The retailer, led by Conservative peer Lord Simon Wolfson, said it did not believe the UK was heading for an immediate economic crash but stressed that the outlook remained deeply concerning. Announcing its half-year results to July, the company warned that the medium- to long-term prospects for the economy looked bleak.
“At best we expect anaemic growth, with progress constrained by four factors: declining job opportunities, new regulation that erodes competitiveness, government spending commitments that are beyond its means, and a rising tax burden that undermines national productivity,” the company said.
Shares in Next fell by as much as 6% on Thursday before recovering slightly, leaving it the biggest faller on the FTSE 100 despite posting strong results. The firm reported a near 18% rise in pre-tax profits to £509 million, with sales climbing 10.3% to £3.3 billion. A dividend of 87p per share, worth £99 million in total, will be returned to shareholders.
The business said warm spring and summer weather, alongside disruption at competitor Marks & Spencer following a cyber-attack, boosted sales of higher-quality clothing and homeware.
Lord Wolfson noted that job vacancies at Next had dropped by 35% in two years, largely due to better staff retention. Applications, meanwhile, had risen by 76%. While he welcomed the stronger retention figures, he suggested the wider trend reflected a nationwide decline in vacancies.
He also predicted that automation and artificial intelligence would reshape the labour market, cutting costs and boosting productivity but reducing entry-level opportunities. “My guess is that the effect is going to be felt most by those seeking to enter the workforce or move jobs, rather than those who are already in employment,” he said.
Next has long criticised government tax policy, particularly last year’s rise in employers’ national insurance contributions. On Thursday, Lord Wolfson also attacked the proposed employment rights bill, currently before Parliament, which aims to ban zero-hours contracts, end fire-and-rehire practices, and expand sick pay entitlement.
He argued that unless ministers define “low-hour” contracts reasonably, the reforms could hinder flexibility and harm both businesses and workers. “If they do, they will achieve their aims of eliminating the abuses of zero-hour contracts without having an adverse impact on flexible working.
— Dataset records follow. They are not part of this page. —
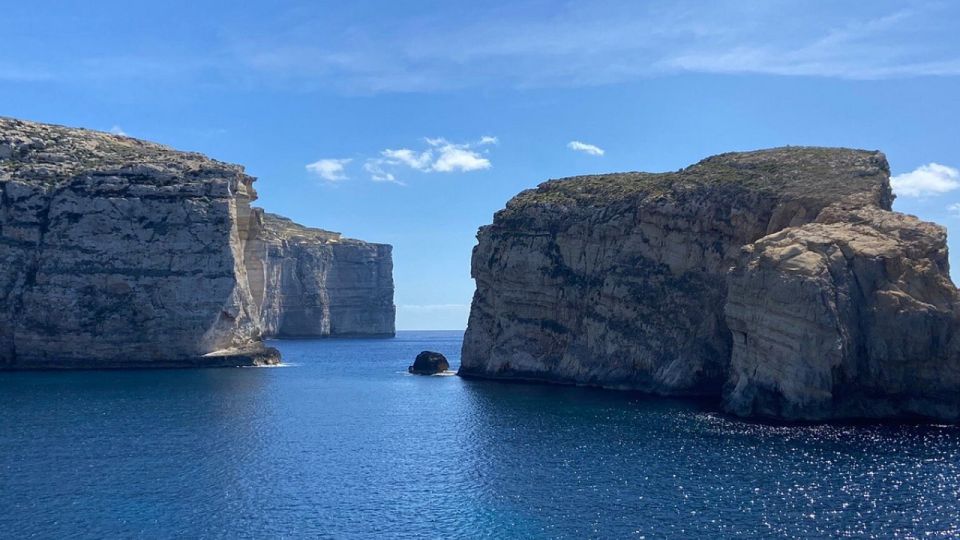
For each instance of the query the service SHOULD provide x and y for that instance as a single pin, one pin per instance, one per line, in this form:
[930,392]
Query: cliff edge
[667,283]
[116,252]
[310,282]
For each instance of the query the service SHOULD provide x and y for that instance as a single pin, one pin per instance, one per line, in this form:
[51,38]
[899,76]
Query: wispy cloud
[434,307]
[331,170]
[519,44]
[591,149]
[926,180]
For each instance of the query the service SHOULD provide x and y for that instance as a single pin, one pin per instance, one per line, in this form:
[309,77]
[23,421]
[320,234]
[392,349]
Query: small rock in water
[429,363]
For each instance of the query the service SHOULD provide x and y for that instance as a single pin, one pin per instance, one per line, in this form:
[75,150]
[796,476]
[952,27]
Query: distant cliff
[779,280]
[116,252]
[315,283]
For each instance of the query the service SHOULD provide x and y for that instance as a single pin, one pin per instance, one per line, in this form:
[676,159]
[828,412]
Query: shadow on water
[344,443]
[118,453]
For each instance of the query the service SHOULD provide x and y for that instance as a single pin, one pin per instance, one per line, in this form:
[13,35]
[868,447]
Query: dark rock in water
[429,363]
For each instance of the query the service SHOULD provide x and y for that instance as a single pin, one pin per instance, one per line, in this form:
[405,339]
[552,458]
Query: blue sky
[411,123]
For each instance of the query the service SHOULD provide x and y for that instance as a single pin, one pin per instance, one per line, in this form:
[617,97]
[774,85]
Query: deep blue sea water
[342,443]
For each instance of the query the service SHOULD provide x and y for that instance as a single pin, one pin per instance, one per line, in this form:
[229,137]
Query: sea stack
[778,280]
[429,363]
[310,282]
[118,252]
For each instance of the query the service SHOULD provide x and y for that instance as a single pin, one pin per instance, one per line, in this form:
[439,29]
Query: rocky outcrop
[115,252]
[622,281]
[429,363]
[314,283]
[853,316]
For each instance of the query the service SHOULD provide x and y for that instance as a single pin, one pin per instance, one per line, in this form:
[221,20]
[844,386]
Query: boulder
[429,363]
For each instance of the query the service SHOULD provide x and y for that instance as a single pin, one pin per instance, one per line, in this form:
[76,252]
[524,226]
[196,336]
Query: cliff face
[853,316]
[315,283]
[117,252]
[622,280]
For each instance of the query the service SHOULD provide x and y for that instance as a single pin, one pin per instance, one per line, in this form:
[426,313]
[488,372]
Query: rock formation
[314,283]
[778,279]
[116,252]
[429,363]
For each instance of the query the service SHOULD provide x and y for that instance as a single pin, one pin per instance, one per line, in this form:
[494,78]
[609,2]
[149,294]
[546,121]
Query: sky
[412,122]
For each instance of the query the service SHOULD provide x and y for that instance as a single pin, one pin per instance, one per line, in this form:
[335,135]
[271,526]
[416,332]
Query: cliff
[635,281]
[314,283]
[116,252]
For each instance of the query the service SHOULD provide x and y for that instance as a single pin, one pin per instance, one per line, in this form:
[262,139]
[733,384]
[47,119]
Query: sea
[340,442]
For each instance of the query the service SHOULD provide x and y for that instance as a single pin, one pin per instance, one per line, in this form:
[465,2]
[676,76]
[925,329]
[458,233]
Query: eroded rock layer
[853,316]
[117,252]
[314,283]
[622,281]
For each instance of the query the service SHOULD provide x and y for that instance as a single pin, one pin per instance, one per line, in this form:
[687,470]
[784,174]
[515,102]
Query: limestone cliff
[853,316]
[621,281]
[115,252]
[118,252]
[314,283]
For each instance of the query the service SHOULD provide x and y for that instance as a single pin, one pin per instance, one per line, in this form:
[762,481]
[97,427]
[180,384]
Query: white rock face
[315,283]
[836,308]
[620,280]
[118,252]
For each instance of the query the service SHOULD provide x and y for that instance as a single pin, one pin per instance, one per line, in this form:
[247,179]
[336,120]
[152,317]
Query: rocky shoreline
[779,281]
[121,253]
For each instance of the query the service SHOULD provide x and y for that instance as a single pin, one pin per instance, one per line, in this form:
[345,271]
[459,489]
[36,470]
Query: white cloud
[375,167]
[434,307]
[926,180]
[585,148]
[419,161]
[331,170]
[459,158]
[591,44]
[440,155]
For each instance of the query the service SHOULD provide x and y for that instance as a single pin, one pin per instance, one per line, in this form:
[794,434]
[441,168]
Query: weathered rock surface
[314,283]
[115,252]
[621,281]
[853,316]
[429,363]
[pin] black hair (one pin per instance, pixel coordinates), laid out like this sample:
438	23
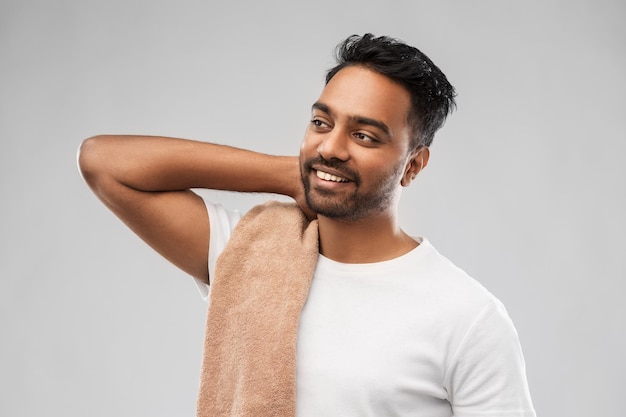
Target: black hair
432	96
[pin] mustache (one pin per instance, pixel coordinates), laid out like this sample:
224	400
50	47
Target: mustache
337	165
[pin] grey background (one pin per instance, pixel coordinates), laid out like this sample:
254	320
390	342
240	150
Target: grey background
525	189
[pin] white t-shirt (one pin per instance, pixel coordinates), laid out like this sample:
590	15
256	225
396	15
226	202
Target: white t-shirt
412	336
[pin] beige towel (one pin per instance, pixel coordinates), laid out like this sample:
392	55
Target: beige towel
260	285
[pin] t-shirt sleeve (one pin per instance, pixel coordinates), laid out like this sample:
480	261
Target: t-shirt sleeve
222	222
488	374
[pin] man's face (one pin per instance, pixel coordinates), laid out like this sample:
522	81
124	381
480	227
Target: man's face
356	148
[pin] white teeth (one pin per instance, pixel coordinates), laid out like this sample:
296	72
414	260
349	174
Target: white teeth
330	177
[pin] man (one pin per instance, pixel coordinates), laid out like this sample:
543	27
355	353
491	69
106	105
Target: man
390	327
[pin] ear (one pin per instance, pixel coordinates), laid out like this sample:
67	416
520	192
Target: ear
418	159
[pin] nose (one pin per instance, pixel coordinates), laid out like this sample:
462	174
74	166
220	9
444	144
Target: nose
334	145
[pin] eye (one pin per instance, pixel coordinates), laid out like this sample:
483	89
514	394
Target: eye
365	138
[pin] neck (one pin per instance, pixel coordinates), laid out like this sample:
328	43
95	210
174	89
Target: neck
373	239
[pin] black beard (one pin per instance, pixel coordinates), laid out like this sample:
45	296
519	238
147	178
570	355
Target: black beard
353	207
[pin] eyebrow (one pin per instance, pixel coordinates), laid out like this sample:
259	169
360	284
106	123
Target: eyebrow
357	119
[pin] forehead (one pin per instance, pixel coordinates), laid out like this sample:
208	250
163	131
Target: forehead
360	92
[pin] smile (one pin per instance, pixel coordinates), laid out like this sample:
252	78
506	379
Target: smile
329	177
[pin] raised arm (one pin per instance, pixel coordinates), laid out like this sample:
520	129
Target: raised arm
146	181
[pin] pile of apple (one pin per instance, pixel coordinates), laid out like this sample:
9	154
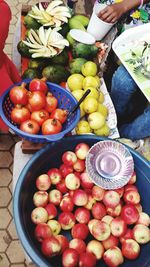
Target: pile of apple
102	224
36	109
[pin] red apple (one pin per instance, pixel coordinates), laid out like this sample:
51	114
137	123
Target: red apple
113	257
42	231
120	191
107	219
100	230
87	259
67	220
110	242
130	187
91	223
133	178
51	210
43	182
128	235
40	198
63	242
95	247
80	231
141	233
69	158
131	197
98	211
50	247
78	244
143	219
129	214
66	203
82	215
98	193
86	182
79	166
80	197
62	187
139	207
72	181
130	249
39	215
65	170
55	197
82	150
118	227
90	202
55	226
114	212
70	258
111	199
55	175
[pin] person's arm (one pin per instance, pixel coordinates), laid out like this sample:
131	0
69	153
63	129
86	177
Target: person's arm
113	12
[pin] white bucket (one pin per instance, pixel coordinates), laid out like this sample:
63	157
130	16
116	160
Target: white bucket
97	27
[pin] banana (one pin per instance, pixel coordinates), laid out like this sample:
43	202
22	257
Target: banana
53	4
45	42
41	7
35	35
61	18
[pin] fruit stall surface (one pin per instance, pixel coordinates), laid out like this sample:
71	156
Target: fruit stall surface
11	252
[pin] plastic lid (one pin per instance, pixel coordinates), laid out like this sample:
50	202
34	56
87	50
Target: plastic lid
109	164
82	37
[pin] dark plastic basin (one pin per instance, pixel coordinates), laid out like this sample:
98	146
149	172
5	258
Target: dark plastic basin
49	157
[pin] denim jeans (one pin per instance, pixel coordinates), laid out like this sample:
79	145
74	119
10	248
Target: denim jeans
122	89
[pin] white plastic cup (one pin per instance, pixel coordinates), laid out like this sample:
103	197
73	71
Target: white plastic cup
97	27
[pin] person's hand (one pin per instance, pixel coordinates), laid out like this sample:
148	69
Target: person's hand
112	13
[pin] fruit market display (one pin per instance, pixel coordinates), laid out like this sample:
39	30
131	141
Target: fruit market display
83	223
36	109
93	112
52	53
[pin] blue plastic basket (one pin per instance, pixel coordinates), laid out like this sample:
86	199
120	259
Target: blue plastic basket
50	157
65	101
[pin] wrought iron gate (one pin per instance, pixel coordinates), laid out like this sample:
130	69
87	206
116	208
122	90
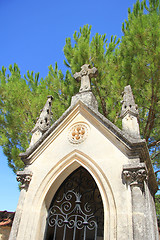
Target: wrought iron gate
76	212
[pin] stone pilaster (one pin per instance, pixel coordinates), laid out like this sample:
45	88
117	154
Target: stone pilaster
135	176
24	177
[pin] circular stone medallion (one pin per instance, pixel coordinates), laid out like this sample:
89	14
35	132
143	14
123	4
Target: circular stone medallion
78	133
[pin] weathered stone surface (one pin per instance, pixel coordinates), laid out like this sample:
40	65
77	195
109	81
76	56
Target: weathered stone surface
118	161
87	98
85	76
129	114
43	123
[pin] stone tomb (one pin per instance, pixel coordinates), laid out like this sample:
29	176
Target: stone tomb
84	177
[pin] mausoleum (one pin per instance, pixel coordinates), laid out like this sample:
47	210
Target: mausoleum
84	178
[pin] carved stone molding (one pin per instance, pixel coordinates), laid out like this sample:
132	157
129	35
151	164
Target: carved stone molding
78	133
134	175
24	177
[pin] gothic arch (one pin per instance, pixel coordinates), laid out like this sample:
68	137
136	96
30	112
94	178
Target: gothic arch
55	178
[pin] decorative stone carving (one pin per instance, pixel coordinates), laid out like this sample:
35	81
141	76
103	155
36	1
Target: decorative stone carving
134	175
85	76
78	133
43	122
128	103
24	177
129	114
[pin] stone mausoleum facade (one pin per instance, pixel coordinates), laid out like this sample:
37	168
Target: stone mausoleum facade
85	179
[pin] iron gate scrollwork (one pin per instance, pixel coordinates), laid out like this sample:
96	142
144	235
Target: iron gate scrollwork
76	211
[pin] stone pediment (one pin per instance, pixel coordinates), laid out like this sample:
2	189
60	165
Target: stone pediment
84	117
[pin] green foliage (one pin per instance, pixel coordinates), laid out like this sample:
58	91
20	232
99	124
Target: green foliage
139	64
21	100
134	60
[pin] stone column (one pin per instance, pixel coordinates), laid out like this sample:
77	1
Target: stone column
134	176
24	177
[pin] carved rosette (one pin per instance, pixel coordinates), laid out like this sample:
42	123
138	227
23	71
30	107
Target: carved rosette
78	133
134	176
24	178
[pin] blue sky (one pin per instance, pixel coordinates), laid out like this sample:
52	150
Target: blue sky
33	33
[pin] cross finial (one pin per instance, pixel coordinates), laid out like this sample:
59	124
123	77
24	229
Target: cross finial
85	76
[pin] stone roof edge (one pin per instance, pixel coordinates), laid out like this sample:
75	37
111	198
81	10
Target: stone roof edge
135	145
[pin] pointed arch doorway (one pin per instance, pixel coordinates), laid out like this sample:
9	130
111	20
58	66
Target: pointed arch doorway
76	211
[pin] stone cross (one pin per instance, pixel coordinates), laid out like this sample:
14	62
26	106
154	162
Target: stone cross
85	76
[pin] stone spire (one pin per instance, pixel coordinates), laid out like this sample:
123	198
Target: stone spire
43	122
85	94
129	114
85	76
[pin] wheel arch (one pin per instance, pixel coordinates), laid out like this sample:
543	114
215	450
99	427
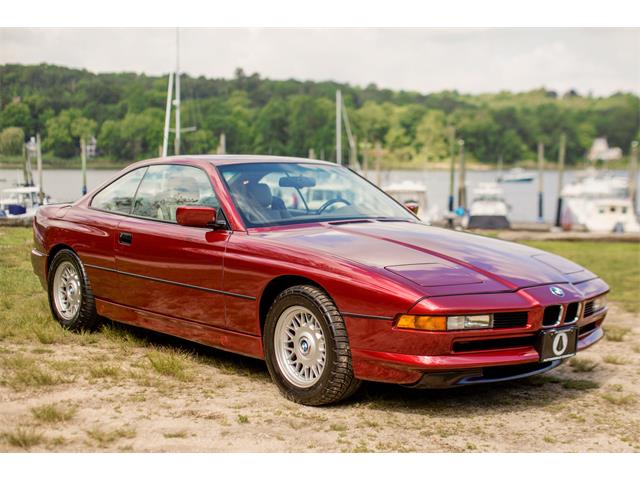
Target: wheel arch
275	287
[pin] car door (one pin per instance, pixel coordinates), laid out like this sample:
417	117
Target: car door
100	225
166	268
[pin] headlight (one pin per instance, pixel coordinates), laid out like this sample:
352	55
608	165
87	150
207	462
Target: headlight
441	323
599	303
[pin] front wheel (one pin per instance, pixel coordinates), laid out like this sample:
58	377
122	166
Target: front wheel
307	348
70	295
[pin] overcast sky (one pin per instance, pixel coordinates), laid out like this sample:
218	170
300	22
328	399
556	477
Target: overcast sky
600	61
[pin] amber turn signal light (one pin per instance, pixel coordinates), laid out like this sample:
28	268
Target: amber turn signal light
422	322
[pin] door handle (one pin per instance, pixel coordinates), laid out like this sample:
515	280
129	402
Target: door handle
125	238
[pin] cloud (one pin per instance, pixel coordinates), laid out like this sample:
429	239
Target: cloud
601	61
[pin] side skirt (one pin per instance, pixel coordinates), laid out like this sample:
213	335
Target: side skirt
196	332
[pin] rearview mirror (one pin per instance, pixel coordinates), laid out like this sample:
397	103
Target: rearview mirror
195	216
297	182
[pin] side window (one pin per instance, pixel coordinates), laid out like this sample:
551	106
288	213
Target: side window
118	196
166	187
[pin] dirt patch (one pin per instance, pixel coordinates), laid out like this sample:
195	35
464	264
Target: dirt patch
135	393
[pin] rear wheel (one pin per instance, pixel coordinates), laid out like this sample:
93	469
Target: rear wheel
70	296
307	348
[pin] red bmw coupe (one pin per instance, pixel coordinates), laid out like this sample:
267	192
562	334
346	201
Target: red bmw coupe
307	265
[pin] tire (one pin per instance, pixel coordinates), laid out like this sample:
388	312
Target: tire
78	312
320	340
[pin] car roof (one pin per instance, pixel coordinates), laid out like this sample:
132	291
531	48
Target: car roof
217	160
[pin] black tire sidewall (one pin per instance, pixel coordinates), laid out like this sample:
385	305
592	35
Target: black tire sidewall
293	392
60	257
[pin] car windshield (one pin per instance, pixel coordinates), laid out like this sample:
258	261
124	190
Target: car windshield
285	193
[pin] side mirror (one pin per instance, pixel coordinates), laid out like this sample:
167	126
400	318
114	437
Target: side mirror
412	206
195	216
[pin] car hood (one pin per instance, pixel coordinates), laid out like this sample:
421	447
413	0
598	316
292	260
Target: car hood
433	260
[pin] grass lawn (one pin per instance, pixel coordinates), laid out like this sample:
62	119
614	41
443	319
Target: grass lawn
123	389
617	263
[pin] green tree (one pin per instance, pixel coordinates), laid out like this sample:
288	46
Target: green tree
11	141
16	114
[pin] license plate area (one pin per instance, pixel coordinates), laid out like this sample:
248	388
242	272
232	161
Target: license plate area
557	343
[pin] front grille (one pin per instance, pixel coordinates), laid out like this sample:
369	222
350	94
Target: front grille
510	319
573	310
588	309
494	343
552	315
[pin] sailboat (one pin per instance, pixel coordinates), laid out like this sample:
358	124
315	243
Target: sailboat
599	202
21	201
173	98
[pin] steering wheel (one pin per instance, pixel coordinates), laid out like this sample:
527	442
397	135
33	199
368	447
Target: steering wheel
330	202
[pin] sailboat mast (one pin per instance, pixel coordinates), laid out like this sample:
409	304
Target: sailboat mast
338	127
167	117
177	103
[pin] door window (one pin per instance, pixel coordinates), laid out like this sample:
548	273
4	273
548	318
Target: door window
118	196
166	187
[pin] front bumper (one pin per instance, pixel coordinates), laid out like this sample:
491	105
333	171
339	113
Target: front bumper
384	353
443	371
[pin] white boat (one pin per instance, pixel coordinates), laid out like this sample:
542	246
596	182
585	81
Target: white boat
516	175
488	210
414	196
599	203
20	202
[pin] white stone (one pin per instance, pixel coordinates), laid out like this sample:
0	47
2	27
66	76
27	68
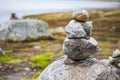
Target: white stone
86	70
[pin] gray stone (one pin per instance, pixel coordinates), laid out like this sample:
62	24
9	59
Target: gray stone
80	15
89	69
19	30
77	29
78	49
2	52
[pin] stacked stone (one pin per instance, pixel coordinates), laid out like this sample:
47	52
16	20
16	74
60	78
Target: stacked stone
79	44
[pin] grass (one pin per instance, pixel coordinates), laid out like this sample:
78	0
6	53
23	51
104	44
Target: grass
34	77
7	57
41	60
1	78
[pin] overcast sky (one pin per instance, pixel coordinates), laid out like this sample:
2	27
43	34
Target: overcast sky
44	4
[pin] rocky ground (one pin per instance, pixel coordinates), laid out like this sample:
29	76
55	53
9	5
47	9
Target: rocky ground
18	54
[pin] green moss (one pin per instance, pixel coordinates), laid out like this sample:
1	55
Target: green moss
5	58
19	69
1	78
30	45
13	61
41	60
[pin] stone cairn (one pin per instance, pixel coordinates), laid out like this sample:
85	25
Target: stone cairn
79	44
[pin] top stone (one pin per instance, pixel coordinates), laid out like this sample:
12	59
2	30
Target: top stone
80	15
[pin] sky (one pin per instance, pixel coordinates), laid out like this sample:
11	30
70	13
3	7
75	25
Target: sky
45	4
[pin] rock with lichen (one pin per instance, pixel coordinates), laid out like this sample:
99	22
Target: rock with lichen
79	49
90	69
79	45
115	59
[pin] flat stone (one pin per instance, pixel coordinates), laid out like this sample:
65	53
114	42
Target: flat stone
77	29
80	15
78	49
89	69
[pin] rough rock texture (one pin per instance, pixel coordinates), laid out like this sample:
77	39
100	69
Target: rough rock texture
77	29
19	30
78	49
80	15
90	69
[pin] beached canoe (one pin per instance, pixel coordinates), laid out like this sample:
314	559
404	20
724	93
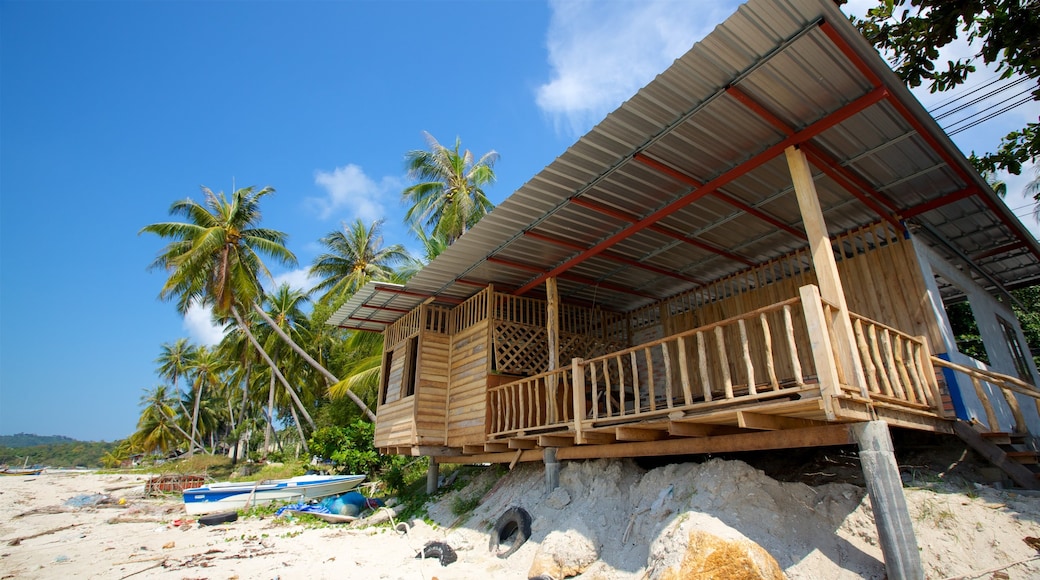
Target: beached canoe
228	496
21	471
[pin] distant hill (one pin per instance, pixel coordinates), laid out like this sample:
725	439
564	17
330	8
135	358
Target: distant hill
30	440
52	450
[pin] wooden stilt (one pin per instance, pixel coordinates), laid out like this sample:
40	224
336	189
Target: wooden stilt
884	486
433	474
551	470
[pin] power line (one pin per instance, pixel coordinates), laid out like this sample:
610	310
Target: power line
978	100
988	116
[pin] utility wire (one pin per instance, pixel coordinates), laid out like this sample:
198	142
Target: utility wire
989	116
978	100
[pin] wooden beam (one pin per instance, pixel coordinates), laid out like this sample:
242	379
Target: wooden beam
495	447
555	441
701	429
552	340
525	455
1018	473
522	444
640	433
826	267
758	441
598	438
761	421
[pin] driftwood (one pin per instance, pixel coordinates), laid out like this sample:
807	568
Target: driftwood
19	541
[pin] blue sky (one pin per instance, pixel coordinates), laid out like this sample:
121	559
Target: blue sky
109	111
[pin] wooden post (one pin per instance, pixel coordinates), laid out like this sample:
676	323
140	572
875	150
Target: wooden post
884	486
433	474
551	470
552	338
577	381
823	353
827	269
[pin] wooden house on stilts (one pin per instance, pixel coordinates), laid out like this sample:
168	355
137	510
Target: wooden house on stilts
752	253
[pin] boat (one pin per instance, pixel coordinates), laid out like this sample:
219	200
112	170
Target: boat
22	471
231	496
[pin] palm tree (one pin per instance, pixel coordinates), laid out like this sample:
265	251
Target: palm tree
175	360
205	372
1033	188
355	256
214	259
449	196
156	426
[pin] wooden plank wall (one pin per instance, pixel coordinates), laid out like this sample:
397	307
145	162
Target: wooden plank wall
432	388
883	281
467	396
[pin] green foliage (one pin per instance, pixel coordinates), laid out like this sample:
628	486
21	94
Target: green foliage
30	440
67	454
1007	31
349	448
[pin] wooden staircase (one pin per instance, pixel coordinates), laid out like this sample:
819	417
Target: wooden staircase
1007	451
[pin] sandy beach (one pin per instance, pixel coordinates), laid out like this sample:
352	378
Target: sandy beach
87	525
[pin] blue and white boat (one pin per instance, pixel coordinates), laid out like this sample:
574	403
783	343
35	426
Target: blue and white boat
228	496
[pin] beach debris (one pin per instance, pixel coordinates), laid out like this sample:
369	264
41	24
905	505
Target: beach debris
216	519
513	525
173	482
20	539
438	550
702	545
88	500
563	554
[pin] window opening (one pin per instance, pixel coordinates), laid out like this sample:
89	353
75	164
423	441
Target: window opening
962	320
1017	356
If that number is set too high, it will be bad for service and bad for employees,” he warned.
Despite concerns over the UK’s economic direction, analysts at Peel Hunt described Next’s performance as robust, noting upgrades each quarter. “While Next has reservations on the underlying UK economy and the challenges facing retailers, there is also an increasing confidence on the group’s growth potential and execution,” the broker said.